As shown in FIG. 10, it was found that exendin-4 derivatives (LCA-M1, LCA-M2, and LCA-DI) conjugated with exendin-4 and lysocolic acid enhance insulin secretion of pancreatic islets in a concentration-dependent manner. Could. At 1 nM, which is relatively low concentration, there was no particular insulin secretion effect, but as the concentration increased to 10 nM or more, it showed a function of promoting rapid improvement of insulin secretion. Different locations showed different trends. The most noticeable difference in efficacy was observed at a concentration of 10 nM. LCA-M1 of the present invention showed a slight decrease in activity compared to natural exendin-4, but did not show a significant difference statistically (p value by Student t-test = 0.14), and LCA-M2 statistically There was a significant decrease in activity (p = 0.01). In addition, LCA-DI showed relatively low activity. Therefore, it could be confirmed that LCA-M1 of the present invention is the best bioconjugate.

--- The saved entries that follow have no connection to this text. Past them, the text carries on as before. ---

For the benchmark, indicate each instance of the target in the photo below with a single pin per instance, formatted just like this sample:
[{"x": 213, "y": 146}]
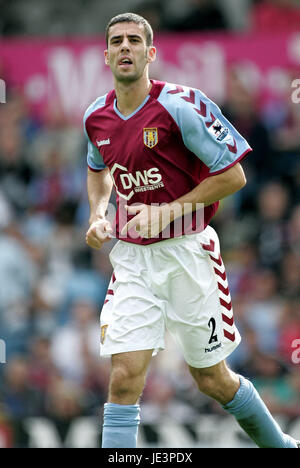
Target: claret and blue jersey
[{"x": 174, "y": 140}]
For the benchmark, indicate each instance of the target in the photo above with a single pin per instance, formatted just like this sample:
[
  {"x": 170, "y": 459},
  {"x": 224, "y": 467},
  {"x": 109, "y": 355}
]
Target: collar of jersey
[{"x": 133, "y": 113}]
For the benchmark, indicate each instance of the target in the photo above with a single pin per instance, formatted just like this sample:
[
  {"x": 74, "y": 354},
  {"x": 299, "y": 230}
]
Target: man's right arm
[{"x": 99, "y": 187}]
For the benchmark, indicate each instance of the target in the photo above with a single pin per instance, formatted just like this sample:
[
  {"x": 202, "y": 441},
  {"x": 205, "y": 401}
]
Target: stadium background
[{"x": 245, "y": 55}]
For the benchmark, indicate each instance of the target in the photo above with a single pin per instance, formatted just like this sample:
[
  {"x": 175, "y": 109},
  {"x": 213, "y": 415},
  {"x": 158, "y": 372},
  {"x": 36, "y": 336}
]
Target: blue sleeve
[
  {"x": 204, "y": 129},
  {"x": 94, "y": 157}
]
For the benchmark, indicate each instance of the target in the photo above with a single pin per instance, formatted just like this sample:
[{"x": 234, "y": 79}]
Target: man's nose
[{"x": 125, "y": 44}]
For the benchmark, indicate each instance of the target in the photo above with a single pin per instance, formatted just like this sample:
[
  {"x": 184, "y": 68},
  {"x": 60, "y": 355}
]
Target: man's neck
[{"x": 130, "y": 96}]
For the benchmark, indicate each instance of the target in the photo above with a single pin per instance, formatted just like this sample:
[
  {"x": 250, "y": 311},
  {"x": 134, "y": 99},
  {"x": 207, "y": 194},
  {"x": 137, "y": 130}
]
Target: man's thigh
[{"x": 199, "y": 314}]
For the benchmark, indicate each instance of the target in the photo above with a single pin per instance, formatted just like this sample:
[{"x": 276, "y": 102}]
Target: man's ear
[
  {"x": 151, "y": 54},
  {"x": 106, "y": 57}
]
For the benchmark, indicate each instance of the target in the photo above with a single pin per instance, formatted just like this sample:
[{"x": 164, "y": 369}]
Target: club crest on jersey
[
  {"x": 150, "y": 137},
  {"x": 218, "y": 130}
]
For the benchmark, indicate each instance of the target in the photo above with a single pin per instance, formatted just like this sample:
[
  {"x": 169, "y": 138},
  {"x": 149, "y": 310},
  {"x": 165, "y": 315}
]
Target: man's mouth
[{"x": 125, "y": 62}]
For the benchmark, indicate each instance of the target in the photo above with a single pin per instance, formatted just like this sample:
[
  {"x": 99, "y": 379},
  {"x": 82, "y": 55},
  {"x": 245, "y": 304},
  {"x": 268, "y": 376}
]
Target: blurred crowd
[
  {"x": 52, "y": 286},
  {"x": 69, "y": 18}
]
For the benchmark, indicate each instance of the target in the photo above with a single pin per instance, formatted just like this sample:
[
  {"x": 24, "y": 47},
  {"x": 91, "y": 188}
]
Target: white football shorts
[{"x": 177, "y": 284}]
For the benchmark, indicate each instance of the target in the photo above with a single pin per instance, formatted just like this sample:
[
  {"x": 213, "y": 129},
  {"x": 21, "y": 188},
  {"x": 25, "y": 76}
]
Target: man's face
[{"x": 127, "y": 53}]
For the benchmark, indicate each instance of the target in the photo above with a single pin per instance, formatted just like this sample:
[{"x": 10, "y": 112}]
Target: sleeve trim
[
  {"x": 95, "y": 170},
  {"x": 232, "y": 164}
]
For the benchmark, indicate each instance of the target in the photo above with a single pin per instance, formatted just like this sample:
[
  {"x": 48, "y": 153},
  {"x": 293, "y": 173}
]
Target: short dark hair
[{"x": 131, "y": 18}]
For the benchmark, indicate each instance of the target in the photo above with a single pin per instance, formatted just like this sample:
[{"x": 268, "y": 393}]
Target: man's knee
[
  {"x": 218, "y": 382},
  {"x": 125, "y": 380},
  {"x": 128, "y": 376}
]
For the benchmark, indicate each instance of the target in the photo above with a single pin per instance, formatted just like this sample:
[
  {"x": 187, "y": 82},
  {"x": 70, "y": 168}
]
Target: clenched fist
[{"x": 98, "y": 233}]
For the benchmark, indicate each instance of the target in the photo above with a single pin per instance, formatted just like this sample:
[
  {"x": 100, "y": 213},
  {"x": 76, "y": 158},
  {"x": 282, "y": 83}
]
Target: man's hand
[
  {"x": 98, "y": 233},
  {"x": 149, "y": 221}
]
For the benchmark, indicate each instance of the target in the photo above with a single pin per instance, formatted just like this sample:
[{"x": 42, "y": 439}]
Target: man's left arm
[{"x": 151, "y": 220}]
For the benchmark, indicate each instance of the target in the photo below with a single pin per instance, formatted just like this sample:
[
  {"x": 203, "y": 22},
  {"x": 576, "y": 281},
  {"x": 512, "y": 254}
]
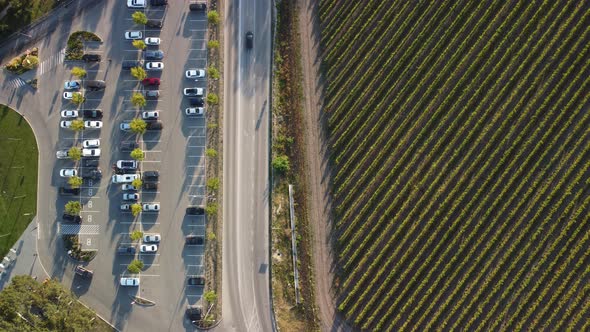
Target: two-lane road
[{"x": 246, "y": 297}]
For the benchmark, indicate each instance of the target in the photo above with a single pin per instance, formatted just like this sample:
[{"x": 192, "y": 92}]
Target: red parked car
[{"x": 151, "y": 81}]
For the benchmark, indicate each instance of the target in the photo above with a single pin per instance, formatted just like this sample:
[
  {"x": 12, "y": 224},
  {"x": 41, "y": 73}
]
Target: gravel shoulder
[{"x": 317, "y": 157}]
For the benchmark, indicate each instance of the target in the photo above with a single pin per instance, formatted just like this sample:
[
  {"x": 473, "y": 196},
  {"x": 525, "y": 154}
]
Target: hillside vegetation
[{"x": 460, "y": 143}]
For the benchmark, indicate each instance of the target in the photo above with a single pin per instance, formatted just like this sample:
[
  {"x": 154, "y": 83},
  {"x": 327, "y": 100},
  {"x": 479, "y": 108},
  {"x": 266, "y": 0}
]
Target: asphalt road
[
  {"x": 246, "y": 298},
  {"x": 177, "y": 152}
]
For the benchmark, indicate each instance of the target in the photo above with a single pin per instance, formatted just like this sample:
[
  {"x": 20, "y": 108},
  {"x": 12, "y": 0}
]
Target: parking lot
[{"x": 177, "y": 153}]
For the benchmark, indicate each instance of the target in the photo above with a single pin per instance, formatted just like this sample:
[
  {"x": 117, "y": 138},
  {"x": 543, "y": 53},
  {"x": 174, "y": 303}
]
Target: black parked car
[
  {"x": 91, "y": 57},
  {"x": 196, "y": 280},
  {"x": 195, "y": 210},
  {"x": 195, "y": 239},
  {"x": 128, "y": 146},
  {"x": 69, "y": 217},
  {"x": 200, "y": 102},
  {"x": 154, "y": 23},
  {"x": 90, "y": 162},
  {"x": 92, "y": 114},
  {"x": 197, "y": 7},
  {"x": 150, "y": 176},
  {"x": 69, "y": 191}
]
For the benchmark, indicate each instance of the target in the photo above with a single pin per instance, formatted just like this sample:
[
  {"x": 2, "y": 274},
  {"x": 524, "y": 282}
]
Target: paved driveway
[{"x": 177, "y": 153}]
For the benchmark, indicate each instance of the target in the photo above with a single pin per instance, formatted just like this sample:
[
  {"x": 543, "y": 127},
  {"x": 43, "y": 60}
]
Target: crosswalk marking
[
  {"x": 52, "y": 61},
  {"x": 72, "y": 229},
  {"x": 17, "y": 82}
]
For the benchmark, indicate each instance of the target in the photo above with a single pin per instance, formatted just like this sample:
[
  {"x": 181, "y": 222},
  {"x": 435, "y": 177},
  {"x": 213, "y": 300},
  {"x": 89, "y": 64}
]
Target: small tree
[
  {"x": 74, "y": 152},
  {"x": 137, "y": 154},
  {"x": 135, "y": 266},
  {"x": 213, "y": 73},
  {"x": 213, "y": 44},
  {"x": 77, "y": 98},
  {"x": 138, "y": 73},
  {"x": 137, "y": 183},
  {"x": 139, "y": 44},
  {"x": 73, "y": 208},
  {"x": 213, "y": 17},
  {"x": 212, "y": 99},
  {"x": 211, "y": 209},
  {"x": 30, "y": 62},
  {"x": 75, "y": 181},
  {"x": 139, "y": 18},
  {"x": 211, "y": 153},
  {"x": 138, "y": 126},
  {"x": 77, "y": 125},
  {"x": 138, "y": 100},
  {"x": 213, "y": 184},
  {"x": 281, "y": 164},
  {"x": 135, "y": 209},
  {"x": 136, "y": 235},
  {"x": 79, "y": 72}
]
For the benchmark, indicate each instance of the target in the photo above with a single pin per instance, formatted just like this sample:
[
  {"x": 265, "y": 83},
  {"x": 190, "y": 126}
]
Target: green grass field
[
  {"x": 18, "y": 177},
  {"x": 460, "y": 143}
]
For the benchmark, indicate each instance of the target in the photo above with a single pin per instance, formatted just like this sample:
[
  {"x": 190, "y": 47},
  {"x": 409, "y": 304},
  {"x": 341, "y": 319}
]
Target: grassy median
[{"x": 18, "y": 177}]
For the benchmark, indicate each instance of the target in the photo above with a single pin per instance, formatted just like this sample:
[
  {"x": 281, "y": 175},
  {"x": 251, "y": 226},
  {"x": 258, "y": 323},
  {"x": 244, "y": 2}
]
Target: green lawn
[{"x": 18, "y": 177}]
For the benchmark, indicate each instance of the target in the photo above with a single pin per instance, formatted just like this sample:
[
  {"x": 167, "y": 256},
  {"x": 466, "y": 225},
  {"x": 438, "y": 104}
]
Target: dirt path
[{"x": 316, "y": 156}]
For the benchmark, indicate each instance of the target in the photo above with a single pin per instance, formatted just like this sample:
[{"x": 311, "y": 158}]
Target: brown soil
[{"x": 316, "y": 156}]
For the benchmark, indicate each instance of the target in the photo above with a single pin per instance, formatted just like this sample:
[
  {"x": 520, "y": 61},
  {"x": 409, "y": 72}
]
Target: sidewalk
[{"x": 25, "y": 258}]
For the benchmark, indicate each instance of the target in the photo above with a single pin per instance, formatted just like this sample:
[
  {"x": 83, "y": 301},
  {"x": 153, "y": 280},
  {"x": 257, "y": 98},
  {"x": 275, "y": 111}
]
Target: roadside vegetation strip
[
  {"x": 18, "y": 175},
  {"x": 459, "y": 136},
  {"x": 289, "y": 168},
  {"x": 75, "y": 46}
]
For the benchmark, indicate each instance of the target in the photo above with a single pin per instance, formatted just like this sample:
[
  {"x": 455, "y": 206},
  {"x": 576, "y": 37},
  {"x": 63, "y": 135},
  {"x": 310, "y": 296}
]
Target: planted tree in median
[
  {"x": 139, "y": 44},
  {"x": 77, "y": 125},
  {"x": 79, "y": 72},
  {"x": 78, "y": 98},
  {"x": 75, "y": 181},
  {"x": 138, "y": 126},
  {"x": 135, "y": 209},
  {"x": 139, "y": 17},
  {"x": 137, "y": 154},
  {"x": 73, "y": 208},
  {"x": 138, "y": 73},
  {"x": 138, "y": 100},
  {"x": 74, "y": 152}
]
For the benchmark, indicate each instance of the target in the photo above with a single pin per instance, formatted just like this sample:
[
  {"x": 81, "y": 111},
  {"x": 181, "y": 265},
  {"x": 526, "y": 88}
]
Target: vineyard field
[{"x": 460, "y": 148}]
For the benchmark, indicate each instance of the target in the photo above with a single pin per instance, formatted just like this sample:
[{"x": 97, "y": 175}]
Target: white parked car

Experimental Example  5  Of the present invention Lysocolic acid Spliced Exendin -4( LCA - M1 Of biological activity in animal models

In order to measure oral glucose tolerance (OGTT) in an animal model of lysicolic acid conjugated exendin-4 (LCA-M1), the following experiment was performed.

200 μl of glucose (200 mg / ml) and drug (exendin-4 and LCA) in 6-week-old male db / db mice (type 2 diabetes model animals, C57 / BLKS / J-db / db, Korea Research Institute of Bioscience and Biotechnology) -M1, 1 nmole / kg body, dose volume 100ml, injection 30 minutes prior to glucose administration) by oral and subcutaneous administration, respectively, at 0, 15, 30, 45, 60, 90, 120, 180 minutes. Blood glucose changes were observed in blood samples taken from the tail vein.

The change in oral glucose tolerance behavior following subcutaneous administration of exendin-4 and LCA-M1 in type 2 diabetic animals is shown in FIG. 11, and in order to quantify the change in oral glucose tolerance behavior, The area under the concentration curve (glucose AUC) is shown in FIG. 12.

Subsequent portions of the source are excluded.